Moção ao congresso do CDS-PP:

Uma análise da base social de apoio e da própria militância do PS e do PSD permite concluir que estes estão decisivamente dependentes dessa enorme rede clientelar que se oporá sempre – compreensivelmente – às reformas tidas como necessárias: fá-lo-á internamente, nas opções estratégicas dos partidos, e externamente, em eleições

Espero que o facto de três subscritores da moção, um dos quais o principal subscritor, estarem empregados na CML não tenha a ver com essa rede clientelar.

Mas refira-se que o documento está bem redigido e com propostas (apesar de vagas) muito bem teorizadas.
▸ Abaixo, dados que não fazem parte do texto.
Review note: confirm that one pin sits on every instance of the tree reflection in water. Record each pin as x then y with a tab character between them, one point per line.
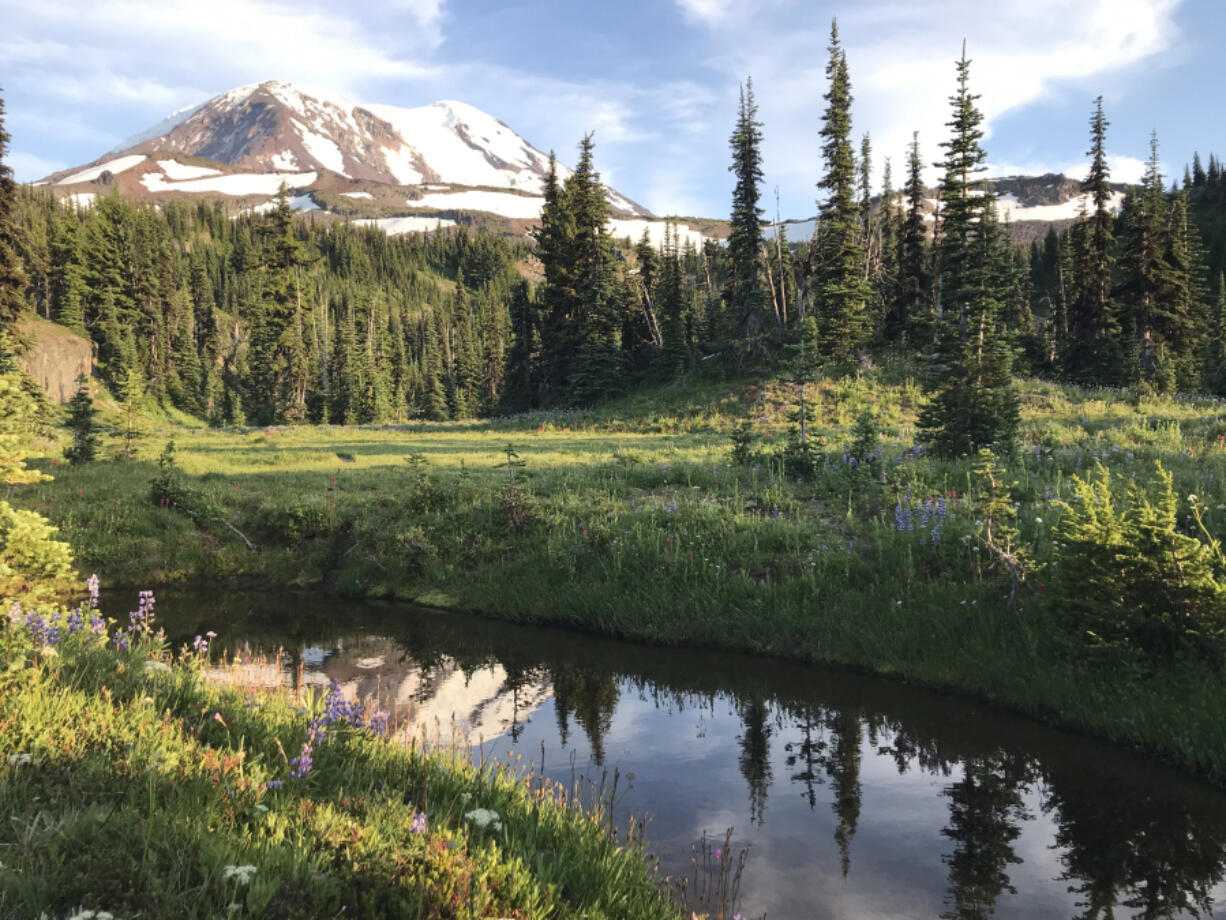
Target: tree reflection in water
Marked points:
1129	838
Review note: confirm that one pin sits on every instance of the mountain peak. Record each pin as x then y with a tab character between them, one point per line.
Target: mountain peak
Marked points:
438	160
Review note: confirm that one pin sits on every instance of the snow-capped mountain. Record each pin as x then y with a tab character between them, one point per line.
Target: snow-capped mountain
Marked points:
1030	204
446	156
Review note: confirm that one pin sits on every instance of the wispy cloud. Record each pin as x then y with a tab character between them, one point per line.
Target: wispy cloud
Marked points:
901	58
27	167
705	11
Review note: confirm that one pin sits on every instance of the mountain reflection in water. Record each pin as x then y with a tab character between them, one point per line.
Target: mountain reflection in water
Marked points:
858	797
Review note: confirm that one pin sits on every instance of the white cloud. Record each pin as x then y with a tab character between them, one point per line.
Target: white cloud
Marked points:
195	52
901	63
706	11
28	167
1123	168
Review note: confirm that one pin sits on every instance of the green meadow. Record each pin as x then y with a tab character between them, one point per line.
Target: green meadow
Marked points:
638	521
131	786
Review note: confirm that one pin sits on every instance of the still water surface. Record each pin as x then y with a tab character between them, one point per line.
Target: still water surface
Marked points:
857	797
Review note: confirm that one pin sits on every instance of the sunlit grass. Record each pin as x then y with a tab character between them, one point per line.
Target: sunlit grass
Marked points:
140	789
636	523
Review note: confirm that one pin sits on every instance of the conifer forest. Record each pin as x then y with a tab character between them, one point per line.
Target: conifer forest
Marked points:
868	563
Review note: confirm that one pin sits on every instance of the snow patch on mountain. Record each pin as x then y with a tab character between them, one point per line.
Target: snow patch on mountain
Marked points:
179	172
396	226
113	166
1070	210
238	184
285	160
495	203
164	126
471	146
656	229
324	150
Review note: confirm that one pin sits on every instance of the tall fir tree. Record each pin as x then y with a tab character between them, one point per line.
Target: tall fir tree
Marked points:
842	291
972	402
12	275
69	291
1142	269
915	279
83	425
278	360
1094	352
744	296
598	366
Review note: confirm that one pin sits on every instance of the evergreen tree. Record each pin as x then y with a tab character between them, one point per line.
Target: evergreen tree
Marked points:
1142	269
69	291
674	355
81	421
520	391
841	288
432	360
12	276
744	295
1094	353
913	260
972	404
1182	315
598	366
887	281
1215	372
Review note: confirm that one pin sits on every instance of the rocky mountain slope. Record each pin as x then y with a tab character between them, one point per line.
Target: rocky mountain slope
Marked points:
368	161
408	169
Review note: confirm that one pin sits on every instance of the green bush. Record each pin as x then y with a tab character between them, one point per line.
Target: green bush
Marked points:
33	564
1128	577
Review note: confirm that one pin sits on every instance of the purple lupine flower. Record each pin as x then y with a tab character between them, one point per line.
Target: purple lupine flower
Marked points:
300	766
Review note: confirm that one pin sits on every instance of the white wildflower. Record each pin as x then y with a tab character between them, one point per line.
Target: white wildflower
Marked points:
239	873
483	818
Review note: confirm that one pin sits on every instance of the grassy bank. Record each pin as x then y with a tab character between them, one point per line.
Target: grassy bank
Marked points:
131	788
635	521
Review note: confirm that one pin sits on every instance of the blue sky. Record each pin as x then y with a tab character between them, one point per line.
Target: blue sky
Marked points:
657	81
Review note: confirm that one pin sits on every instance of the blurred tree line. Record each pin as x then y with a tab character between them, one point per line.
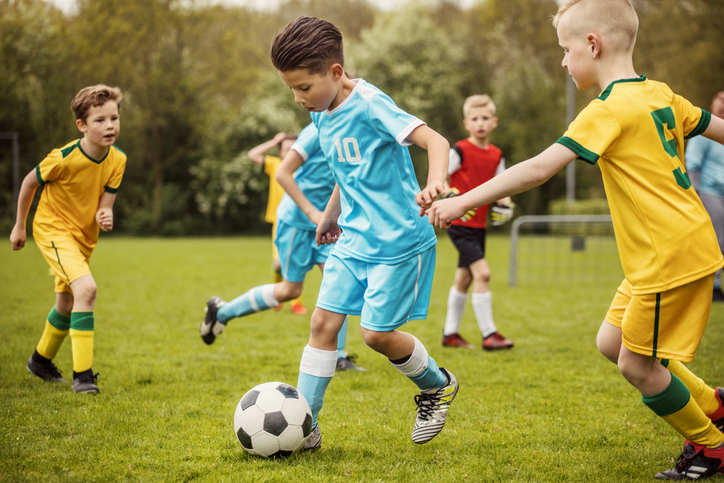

A parte que mais me agradou do documento foi:

“…no que às outras prestações sociais diz respeito, é fundamental rever os critérios de elegibilidade. Hoje, em Portugal, esses critérios são muito flexíveis, o que prejudica essencialmente quem mais precisa, na medida em que lhe caberá necessariamente uma parcela menor. Não podemos aceitar que o subsídio de desemprego seja atribuído a quem não quer trabalhar, sem distinguir os que se esforçam para encontrar emprego e os que o recusam sucessivamente. Não podemos também aceitar que uma prestação como o Rendimento Social de Inserção seja atribuída a jovens: não é crível que não existem outras alternativas para quem está na melhor idade para as ter. Um jovem que não tem condições de sustentabilidade tem de ser ajudado ao nível da formação sem nunca ser habituado a depender do Estado.”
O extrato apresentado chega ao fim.